The places where the implementation currently goes "outside the garden":

* for security reasons, the lstat() and readlink() calls are allowed
	even though they are not part of POSIX 1003.1-1990. Because of the
	security implications and lack of any reasonable alternative, and
	the fact that almost all UNIX-like environments had both even in 1992,
	these two exceptions must be kept.

* to allow zero-admin HTTP Basic Authentication, the PAM API can be
	optionally configured into the build. Currently, In the absence of that,
	HTTP Basic Authentication facilities will not be available.

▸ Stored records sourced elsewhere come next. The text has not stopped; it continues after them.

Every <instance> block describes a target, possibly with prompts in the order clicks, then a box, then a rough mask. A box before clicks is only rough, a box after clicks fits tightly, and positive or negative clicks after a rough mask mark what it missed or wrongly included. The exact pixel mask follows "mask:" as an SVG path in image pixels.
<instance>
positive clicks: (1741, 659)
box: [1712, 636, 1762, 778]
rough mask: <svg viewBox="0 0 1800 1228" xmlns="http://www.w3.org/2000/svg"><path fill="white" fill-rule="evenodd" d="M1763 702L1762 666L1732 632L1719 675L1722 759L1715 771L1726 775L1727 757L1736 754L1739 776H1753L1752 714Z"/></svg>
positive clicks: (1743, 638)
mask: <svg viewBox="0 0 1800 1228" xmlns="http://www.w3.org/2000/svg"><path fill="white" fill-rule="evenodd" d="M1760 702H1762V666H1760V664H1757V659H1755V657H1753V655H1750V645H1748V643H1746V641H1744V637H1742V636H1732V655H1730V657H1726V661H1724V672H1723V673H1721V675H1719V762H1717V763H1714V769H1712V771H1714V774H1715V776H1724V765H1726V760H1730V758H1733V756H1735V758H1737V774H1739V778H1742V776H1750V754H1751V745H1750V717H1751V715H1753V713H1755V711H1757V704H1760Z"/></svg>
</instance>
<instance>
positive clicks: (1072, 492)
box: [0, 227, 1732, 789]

Other targets for the implementation are:

* small executable size: target < 50Kb on SPARC and MIPS, < 45Kb on IA32
* beat the NCSA httpd 1.3, CERN w3 and Apache 1.3 scores in the "Acme98"
	performance test (see www.acme.com/software/thttpd/benchmarks.htm)
	on that same hardware/OS system, and to get within shouting distance
	of the thttpd scores if at all possible. ie: to prove that an
	on-demand-forking server can perform well on very old, plain old,
	modern and bleeding-edge systems (small, large and huge) without being
	specifically micro-tuned or restructured for any of those variations.
* at most *gradual* decrease in performance with increaing number of concurrent
	users/sessions: no falling-off-a-cliff.

To be a useful current server and a good netizen, it provides:

* no gratuitous emmission of more network packets than necessary
	(not a "selfish" implementation).
* support for HTTP/1.1 clients and facilities, expressly including:
	persistent connections with proper connection-management
	support of client pipelining
	If-Modified-Since conditional GETs
	outgoing streaming using chunked transfer-encoding
	incoming chunked transfer-encoding 
	100-Continue expectation processing
	Basic authentication (in this case, currently via PAM).
* transparent support for HTTP/1.0 clients
* CGI/1.1 with configurable timeout
* bombproof finding of files to deliver:
	no escapes from the document-root, even if subsequently reenter it
	early decoding of URN-path, to avoid unexpected-character-escaping
	stripping of leading and trailing duplicate slashes from URNs
		(the implicit-Magic-Filesystem attack).
	support symbolic links but still with no escaping
	detect and disallow hard-links
	*all* file-/directory-access errors cause "Not Found" response:
		no side-band leaking of filesystem structures outside the
		document-root. Esp: no "access-denied" if non-existant file or
		directory, or for unreadable file, or even for disallowed
		files (hard-links, paths that attempt to escape with "..",
		invalid URN characters, and so on and so on).
* Relatively-Simple-Admin:
	all configurable run-time options are expressed on the command-line.
	server can be gracefully stopped by either SIGINT, SIGQUIT
		or SIGTERM signals, and automatically shuts down all
		child processes.
	no need to adjust default per-process resource limits to run the server
		(server processes are small and use only 4 file-descriptors).
	no need for system-level thread-stack-size tuning (a common problem for
		multi-threaded servers, esp. on 32-bit platforms).
	error-logging to standard-error, so can be saved/discarded as desired.
	access-logging to standard-output, so can be saved/discarded as desired.

Suggested Future Features:

* Range requests and conditional range requests.
* Support for IPv6.
* transparent support for HTTP/0.9 clients.